Facing pressure from her father over her career and wedding, Simran introduces Jayanta to him as her boyfriend, who is a successful manager in an IT firm. Her father decides to fix their marriage but changes his mind after seeing Jayanta thrashing a man at a party, realising that he is a rowdy. He bars Simran from returning to Mumbai, even forbidding her to attend an important job interview. Meanwhile, Jayanta starts a gang war by beating up the henchmen of a rival gangster, Alex Pandian, who is a former police officer. Althaf Bhai decides that Jayanta should murder Alex. After ensuring that Simran attends her interview, Jayanta proceeds with the plan to murder Alex. Jayanta succeeds in killing Alex, but gets stabbed with a rebar and is left to bleed to death.

Six months later, Simran has become a director in her company and has moved out of the housing colony. She constantly thinks about Jayanta, whom she had never seen again after her interview. Simran yearns to show Jayanta her new life, knowing that he is the one person who will be happier than even herself in her having achieved her dreams. She soon finds Jayanta working at a petrol bunk, having survived his murder attempt and abandoned his rowdy past. The two embrace each other and reunite, starting a new life together.

==Cast==
- Vivek Oberoi as Abhimanyu aka Jayanta Bhai
- Neha Sharma as Simran Desai
- Nassar as Alex Pandian
- Zakir Hussain as Altaf Bhai
- Raj Singh Arora as Kunal (Kunu)
- Rahul Singh as Datta
- Vikas Shrivastav as Inspector Parab

==Release==
The film was expected to be released in summer 2012. In July 2012, the film's posters were released as a promotion for the film, in which it was also announced that the film had been scheduled to be released in October 2012. The film's distributors, Tips Music Films released a song promo of the film, "Aa Bhi Ja Mere Mehermann" by Atif Aslam, in November.

==Soundtrack==

The music of the film was directed by Sachin–Jigar, while the lyrics are penned by Priya Panchal and Mayur Puri.

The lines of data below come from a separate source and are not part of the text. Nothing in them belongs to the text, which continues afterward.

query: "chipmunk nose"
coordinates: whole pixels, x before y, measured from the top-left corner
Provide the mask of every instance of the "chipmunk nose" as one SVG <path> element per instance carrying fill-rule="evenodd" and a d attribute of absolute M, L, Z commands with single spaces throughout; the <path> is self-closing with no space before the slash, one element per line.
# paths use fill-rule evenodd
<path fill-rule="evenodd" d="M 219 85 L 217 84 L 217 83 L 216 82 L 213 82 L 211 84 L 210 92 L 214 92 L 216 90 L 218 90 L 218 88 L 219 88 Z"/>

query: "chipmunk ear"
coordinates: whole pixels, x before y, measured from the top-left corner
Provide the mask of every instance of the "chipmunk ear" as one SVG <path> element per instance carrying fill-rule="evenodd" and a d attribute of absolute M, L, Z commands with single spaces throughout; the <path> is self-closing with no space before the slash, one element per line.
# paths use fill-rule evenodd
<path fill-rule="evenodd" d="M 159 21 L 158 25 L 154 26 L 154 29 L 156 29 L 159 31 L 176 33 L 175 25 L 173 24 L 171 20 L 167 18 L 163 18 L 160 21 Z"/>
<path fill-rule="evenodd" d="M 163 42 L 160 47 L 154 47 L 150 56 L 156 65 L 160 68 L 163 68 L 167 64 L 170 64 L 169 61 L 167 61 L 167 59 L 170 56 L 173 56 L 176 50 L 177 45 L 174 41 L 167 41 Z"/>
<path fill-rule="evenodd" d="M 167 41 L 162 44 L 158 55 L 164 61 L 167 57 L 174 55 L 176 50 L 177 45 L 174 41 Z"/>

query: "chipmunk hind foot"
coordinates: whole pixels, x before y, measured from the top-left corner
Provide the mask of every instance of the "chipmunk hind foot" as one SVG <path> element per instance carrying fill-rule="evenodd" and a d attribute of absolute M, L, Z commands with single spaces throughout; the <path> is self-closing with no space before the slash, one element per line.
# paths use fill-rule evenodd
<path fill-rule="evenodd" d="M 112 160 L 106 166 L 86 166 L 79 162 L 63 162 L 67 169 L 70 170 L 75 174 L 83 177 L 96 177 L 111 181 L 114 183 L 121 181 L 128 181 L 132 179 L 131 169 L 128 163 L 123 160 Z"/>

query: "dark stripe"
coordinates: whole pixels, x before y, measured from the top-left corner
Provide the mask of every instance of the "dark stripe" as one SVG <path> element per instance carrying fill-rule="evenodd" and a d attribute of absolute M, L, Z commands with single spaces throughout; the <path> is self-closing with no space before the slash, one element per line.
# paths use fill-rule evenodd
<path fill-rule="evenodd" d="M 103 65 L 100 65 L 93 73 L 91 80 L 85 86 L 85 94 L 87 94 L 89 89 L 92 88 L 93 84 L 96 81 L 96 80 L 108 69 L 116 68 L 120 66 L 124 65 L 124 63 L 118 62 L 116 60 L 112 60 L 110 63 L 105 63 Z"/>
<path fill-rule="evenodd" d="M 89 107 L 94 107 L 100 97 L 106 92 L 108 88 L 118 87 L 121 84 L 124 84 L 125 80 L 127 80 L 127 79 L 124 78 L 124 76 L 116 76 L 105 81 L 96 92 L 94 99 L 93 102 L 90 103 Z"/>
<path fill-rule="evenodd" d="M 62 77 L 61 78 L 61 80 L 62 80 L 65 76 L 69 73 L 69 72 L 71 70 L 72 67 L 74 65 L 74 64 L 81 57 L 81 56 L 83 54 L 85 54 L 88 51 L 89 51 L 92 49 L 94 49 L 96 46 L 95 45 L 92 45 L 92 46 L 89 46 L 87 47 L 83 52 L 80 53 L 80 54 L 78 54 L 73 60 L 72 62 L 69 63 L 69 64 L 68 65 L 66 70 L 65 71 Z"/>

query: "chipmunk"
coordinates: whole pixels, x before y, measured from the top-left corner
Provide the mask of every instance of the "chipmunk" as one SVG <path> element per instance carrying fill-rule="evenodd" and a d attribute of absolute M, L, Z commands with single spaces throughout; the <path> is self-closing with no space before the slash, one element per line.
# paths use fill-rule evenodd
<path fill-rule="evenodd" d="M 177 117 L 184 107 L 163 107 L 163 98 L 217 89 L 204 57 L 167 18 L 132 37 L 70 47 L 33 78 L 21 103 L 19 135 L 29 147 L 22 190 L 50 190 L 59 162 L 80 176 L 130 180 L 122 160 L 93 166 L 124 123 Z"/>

| Track # | Song | Lyrics | Singer(s) | Length |
|---|---|---|---|---|
| 1 | "Aa Bhi Ja Mere Mehermaan" | Priya Panchal | Atif Aslam | 4:45 |
| 2 | "Thoda Thoda" | Priya Panchal | Shreya Ghoshal, Sachin Sanghvi | 4:34 |
| 3 | "Dil Na Jaane Kyun" | Priya Panchal | Atif Aslam, Anushka Manchanda | 3:50 |
| 4 | "Hai Na" | Mayur Puri | Atif Aslam, Priya Panchal | 3:42 |

== Reception ==
A critic from The Times of India rated the film 3/5 and wrote, "The screenplay is average, and it waits a while to take off. And we wish it had a bit more ‘Ram Leela’ (read: drama in bhai lingo), but overall it entertains". A critic from Filmfare.com wrote, "So, if you’re up for watching this film, do leave your brains behind. And if you’ve got a better Valentine’s weekend planned ahead, grab it with both your hands and legs". A critic from Filmfare rated the film 2.5/5 and wrote, "Jayantabhai Ki Luv Story will not disappoint you if you are emotionally inclined to love stories". A critic from Rediff.com rated the film 1/5 stars and wrote, "The problem with JKLS is that it ties not only the audience but also the actors of the film in a tight knot of which neither the plot nor performances, except Oberoi's, help to break out of".